Por otra parte, vivió un tiempo en que los debates ideológicos en Cuba estaban más que enturbiados por una polarización esquemática, conducente a la desunión; él mismo escribió sobre el ambiente insular: “ni aun racionalmente se puede hablar, porque o lo bautizan a uno de insurgente o de abolicionista, que hoy es peor que insurgente”. En efecto, las opiniones se encrespaban sobre todo en relación con el asunto capital de la abolición de la esclavitud, que había llevado a algunos a asumir una postura ético-social de gravísimas consecuencias, descrita como sigue por El Lugareño: “hoy es delito tener y hasta manifestar compasión de los esclavos: la humanidad y el buen trato, nada de esto se puede recomendar en el día porque son sinónimos de abolicionismo”. Es solo una pincelada del autor, pero no puede negarse que es sobrecogedora: la ética social es un componente de la columna vertebral de toda sociedad, más aún de una que se encontraba en el terrible trance de su nacimiento como nación. Recuérdese que uno de los aspectos más deslumbrantes del pensamiento del P. Félix Varela, de José de la Luz y Caballero y de José Martí Varona es su reflexión enfática sobre los valores de la sociedad cubana. En este sentido, las cartas y el periodismo de Betancourt Cisneros se enfocan, una y otra vez, sobre la eticidad social imprescindible para que Cuba alcanzase su destino histórico. Por eso Roig de Leuchsenring, al valorar el conjunto de las ideas y la obra de El Lugareño, declaraba con incuestionable certeza:
Como Varela también, sin desdeñar la labor regeneradora mediante la educación y el mejoramiento material colectivo, pensó, mantuvo y practicó que la revolución era el medio único de que los cubanos lograran extirpar los graves males que padecían bajo el dominio español.
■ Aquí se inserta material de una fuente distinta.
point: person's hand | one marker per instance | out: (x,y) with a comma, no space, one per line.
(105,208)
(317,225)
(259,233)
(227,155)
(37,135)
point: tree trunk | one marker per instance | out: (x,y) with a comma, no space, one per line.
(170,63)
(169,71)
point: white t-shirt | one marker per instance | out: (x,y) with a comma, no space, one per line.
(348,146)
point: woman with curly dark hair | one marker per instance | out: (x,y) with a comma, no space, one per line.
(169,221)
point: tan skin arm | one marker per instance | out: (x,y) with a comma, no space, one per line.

[…]. En octubre del año 1856 [El Lugareño] afirma, ratificando solemnemente las finalidades de la revolución que ha propugnado y propugna: “La libertad de Cuba y su completa independencia son el único objeto de nuestra Revolución”.
No podía esperarse otra cosa de un historiador de la fuerza y la perspectiva ética de Roig de Leuchsenring: no se detiene en el árbol, sino que examina el bosque, amplio y bien enraizado en la axiología social, de las ideas de El Lugareño. Por eso agrega una cuestión fundamental que hemos venido olvidando y que ha influido quizás en el silencio sobre El Lugareño, incluso en este sesquicentenario:
Con estas declaraciones, El Lugareño abjura totalmente de los empeños anexionistas a que le llevaron los fracasos de las conspiraciones independentistas de los Soles y Rayos de Bolívar, de la Gran Legión del Águila Negra y de la Mina de la Rosa Cubana, y también la dolorosa perspectiva de continuar bajo el intolerable despotismo español y el espejismo con que seducía a muchos cubanos el ambiente de libertad y democracia que se respiraba en los Estados de la Unión norteamericana.
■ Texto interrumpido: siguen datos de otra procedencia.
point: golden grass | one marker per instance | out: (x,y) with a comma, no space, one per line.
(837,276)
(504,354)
De acuerdo con este punto de vista esencial, el prócer camagüeyano — hayan sido las que fueren sus transitorias veleidades anexionistas— culminó su vida en clara y firme posición de independentista. Las cartas dirigidas por él a José Antonio Saco —indoblegable partidario de la autodeterminación de la isla— son documentos que evidencian el proceso mismo de maduración política que llevó a Gaspar Betancourt a abrazar finalmente las posturas de Saco.